Macondo, humedales y campos de golf

LA LÓGICA DE MACONDO NO ES FÁCIL de entender.

Según el proyecto de Acuerdo 241 de 2009, los 11 representantes de Cambio Radical, miembros del Concejo de Bogotá, argumentan que dado el descuido en el cual se encuentran los humedales del Distrito Capital, la alternativa es convertirlos en campos de golf y que esto redundará en beneficio de la salud de los bogotanos, pues según un estudio adelantado en Alemania, el golf es un deporte altamente beneficioso para la salud del sistema cardiovascular y especialmente recomendable a partir de los 40 años.

La propuesta no omite ninguna característica de lo macondiano, pues menciona el artículo 82 de la Constitución que dice: “Es deber del Estado velar por la protección de la integridad del espacio público y por su destinación al uso común, el cual prevalece sobre el interés particular”, y el Decreto Distrital 190 de 2004 que hace referencia al Plan de Ordenamiento Territorial que ordena la conservación de los humedales y sus rondas como parte de la estructura ecológica principal y que habla de la ronda hidráulica y el cuerpo de agua, como una unidad ecológica. Para rematar, menciona en el mismo proyecto de Acuerdo el fallo 7349 de 2002, del Consejo de Estado, según el cual los humedales son bienes de uso público que, como reservas naturales de agua, son inalienables e imprescriptibles, y la Sentencia 666 de 2002, de la Corte Constitucional, que dice que los humedales de Bogotá como hábitat de diversas especies endémicas son patrimonio de todos los colombianos.
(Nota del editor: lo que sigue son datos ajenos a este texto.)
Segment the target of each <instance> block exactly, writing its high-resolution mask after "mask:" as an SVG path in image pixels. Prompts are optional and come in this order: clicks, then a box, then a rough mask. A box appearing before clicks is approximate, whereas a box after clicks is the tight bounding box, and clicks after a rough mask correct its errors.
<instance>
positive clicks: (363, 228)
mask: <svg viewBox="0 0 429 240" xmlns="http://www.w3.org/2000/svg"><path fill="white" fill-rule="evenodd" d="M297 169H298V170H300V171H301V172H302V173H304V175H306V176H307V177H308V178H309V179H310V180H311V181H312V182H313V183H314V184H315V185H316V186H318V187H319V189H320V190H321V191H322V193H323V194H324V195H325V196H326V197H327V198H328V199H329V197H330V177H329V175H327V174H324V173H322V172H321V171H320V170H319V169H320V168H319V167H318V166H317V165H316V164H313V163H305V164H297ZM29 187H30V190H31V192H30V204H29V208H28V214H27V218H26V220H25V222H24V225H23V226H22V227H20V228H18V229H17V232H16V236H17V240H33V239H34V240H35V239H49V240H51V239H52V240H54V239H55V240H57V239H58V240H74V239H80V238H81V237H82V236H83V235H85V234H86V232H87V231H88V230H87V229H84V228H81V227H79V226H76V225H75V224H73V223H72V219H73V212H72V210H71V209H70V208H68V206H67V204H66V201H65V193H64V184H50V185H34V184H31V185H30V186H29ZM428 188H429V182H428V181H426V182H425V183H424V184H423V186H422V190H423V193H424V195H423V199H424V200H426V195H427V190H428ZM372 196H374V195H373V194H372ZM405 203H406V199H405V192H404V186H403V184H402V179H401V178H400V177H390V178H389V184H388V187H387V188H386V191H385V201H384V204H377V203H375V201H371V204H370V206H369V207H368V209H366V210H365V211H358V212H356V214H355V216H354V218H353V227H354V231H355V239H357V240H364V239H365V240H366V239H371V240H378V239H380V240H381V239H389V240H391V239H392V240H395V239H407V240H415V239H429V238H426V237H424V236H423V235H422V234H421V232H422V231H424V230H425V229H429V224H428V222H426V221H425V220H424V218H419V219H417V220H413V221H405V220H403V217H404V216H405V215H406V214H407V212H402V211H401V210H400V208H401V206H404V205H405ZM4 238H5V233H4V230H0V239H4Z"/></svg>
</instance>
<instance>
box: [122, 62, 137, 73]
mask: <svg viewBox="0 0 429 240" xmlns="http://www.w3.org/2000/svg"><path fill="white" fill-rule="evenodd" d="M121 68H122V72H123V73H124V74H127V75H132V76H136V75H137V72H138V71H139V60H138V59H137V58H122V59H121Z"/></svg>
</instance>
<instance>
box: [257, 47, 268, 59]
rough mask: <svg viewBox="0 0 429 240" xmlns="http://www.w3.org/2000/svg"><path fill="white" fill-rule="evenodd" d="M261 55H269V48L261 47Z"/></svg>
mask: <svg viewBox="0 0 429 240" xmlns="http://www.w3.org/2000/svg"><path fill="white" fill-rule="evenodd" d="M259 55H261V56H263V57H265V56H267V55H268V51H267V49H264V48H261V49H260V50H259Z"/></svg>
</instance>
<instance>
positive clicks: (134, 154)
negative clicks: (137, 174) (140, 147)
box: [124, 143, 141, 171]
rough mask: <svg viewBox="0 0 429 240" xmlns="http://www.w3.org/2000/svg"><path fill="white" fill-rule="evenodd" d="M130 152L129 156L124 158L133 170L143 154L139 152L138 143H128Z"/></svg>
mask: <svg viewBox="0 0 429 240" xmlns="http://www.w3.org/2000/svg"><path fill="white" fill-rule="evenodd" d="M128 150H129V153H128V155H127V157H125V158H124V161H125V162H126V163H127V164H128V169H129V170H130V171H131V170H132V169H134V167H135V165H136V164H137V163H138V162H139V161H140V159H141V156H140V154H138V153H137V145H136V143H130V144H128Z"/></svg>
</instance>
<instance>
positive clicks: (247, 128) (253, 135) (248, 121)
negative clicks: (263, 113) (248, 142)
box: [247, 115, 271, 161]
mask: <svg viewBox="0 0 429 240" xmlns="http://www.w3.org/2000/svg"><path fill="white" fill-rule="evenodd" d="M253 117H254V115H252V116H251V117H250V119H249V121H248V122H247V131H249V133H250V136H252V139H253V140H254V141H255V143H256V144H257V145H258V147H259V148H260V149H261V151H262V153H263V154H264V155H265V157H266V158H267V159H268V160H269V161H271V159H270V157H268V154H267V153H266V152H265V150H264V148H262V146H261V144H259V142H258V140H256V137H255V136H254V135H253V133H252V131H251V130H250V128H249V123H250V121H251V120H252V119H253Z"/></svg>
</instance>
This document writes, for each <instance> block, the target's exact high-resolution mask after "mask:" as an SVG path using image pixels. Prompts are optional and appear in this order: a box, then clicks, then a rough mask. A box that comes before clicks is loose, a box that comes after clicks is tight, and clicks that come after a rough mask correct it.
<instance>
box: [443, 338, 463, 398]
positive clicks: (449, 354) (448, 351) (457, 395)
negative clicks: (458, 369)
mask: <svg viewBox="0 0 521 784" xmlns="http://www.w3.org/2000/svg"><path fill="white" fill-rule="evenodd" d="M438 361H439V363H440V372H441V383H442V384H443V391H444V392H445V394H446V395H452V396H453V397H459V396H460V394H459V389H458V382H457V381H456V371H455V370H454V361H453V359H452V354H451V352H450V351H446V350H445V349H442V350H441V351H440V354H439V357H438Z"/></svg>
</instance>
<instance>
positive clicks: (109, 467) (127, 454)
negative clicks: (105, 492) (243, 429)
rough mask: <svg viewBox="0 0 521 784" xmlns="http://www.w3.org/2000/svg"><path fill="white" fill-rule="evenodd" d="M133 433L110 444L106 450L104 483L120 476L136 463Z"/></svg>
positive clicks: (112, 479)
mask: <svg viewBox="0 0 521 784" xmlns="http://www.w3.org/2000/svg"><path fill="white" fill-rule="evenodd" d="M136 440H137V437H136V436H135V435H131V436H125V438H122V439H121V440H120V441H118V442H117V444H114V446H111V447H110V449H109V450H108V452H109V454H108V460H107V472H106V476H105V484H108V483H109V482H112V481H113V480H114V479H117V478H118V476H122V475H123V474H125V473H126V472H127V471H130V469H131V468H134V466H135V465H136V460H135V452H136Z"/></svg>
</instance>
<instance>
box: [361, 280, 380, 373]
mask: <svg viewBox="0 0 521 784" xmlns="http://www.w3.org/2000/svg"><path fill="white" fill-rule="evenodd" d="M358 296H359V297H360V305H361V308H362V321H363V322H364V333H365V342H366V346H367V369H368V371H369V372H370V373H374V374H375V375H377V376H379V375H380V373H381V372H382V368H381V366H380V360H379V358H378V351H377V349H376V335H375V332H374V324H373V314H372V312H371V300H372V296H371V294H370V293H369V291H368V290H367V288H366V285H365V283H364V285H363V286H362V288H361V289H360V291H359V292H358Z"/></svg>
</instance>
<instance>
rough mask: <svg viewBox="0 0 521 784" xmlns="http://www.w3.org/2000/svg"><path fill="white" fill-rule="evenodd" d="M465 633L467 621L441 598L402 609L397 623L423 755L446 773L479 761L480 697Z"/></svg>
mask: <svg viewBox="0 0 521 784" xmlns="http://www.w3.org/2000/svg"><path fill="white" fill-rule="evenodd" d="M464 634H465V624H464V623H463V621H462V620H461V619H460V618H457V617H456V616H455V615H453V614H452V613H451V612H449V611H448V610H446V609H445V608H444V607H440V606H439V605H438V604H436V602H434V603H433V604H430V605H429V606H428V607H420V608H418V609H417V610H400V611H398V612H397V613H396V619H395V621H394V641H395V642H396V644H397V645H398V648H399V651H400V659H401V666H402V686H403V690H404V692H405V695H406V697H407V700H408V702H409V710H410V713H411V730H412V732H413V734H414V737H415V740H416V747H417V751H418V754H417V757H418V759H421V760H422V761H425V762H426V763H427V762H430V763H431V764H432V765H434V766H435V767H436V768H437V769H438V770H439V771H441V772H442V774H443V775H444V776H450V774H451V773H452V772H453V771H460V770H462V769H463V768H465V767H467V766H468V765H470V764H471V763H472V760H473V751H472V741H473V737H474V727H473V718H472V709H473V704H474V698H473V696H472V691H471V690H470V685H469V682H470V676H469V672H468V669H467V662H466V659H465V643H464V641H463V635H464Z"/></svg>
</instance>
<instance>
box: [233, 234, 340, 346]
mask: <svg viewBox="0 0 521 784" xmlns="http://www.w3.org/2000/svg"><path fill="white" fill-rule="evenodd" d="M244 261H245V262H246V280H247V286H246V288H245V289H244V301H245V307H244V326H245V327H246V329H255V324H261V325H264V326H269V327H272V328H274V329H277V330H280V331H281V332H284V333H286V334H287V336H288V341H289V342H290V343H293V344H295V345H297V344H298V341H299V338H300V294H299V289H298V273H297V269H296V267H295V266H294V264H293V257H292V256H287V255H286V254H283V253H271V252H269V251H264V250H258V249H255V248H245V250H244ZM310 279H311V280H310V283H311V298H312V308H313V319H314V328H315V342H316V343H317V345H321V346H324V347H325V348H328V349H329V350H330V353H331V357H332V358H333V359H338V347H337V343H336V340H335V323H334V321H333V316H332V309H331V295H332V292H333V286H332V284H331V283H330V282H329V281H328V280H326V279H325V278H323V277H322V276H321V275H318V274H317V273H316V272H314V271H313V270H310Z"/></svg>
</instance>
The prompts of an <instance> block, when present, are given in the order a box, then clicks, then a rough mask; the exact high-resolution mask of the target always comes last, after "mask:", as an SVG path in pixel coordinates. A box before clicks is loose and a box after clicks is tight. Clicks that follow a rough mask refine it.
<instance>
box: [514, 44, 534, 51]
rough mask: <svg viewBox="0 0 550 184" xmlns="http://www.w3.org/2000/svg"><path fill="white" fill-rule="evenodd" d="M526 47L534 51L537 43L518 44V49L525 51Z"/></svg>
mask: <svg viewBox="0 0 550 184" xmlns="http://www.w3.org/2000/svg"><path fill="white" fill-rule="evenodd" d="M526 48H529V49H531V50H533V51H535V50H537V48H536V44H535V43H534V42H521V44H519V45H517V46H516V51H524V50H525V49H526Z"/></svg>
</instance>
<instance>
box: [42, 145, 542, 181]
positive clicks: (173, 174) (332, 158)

Luego hace síntesis de un informe de la Personería de Bogotá de noviembre de 2008, que señala las causas por las cuales los humedales agonizan, donde todo tiene que ver con falta de capacidad institucional, la reducción del presupuesto asignado por la administración, la lenta compra por parte de la EAAB de los predios de humedal invadidos, pues se han adquirido 419 de los 732 que se deben comprar para recuperar los humedales, y la evidencia de que la presión de la población a través de acciones constitucionales en defensa de los humedales no es suficiente para asegurar su protección, conservación y/o restauración.

Después de todos estos argumentos, los concejales argumentan que para recuperar, mantener y hacer sostenibles los humedales se deben construir en sus rondas campos de golf con la figura de concesión y que una vez habilitados el concesionario podrá cobrar por hacer uso de estos terrenos. Para que no quepa la menor duda, menciona los clubes privados El Rancho, Los Arrayanes, Country Club y Los Lagartos, que tienen campos de golf en área de unidades ecológicas de los humedales y que éstos se encuentran en el mejor estado.

Ante esta macondiana propuesta no nos debe extrañar si se recurre a los mismos argumentos de falta de capacidad institucional para el manejo del espacio público y se propone la apropiación de los cerros orientales de Bogotá por condominios habitacionales de conservación, las playas de Cartagena en áreas de uso exclusivo para el Jockey Club, los glaciares y la alta montaña en jardines de esparcimiento para los clubes privados de recreación al aire libre, en fin, la privatización del patrimonio público.

Los concejales lo que deben hacer es vigilar la asignación efectiva del presupuesto para la defensa y protección del espacio público y de la estructura ecológica principal, proponer estrategias de conservación y uso relacionadas con la educación ambiental y fiscalizar una adecuada gestión institucional.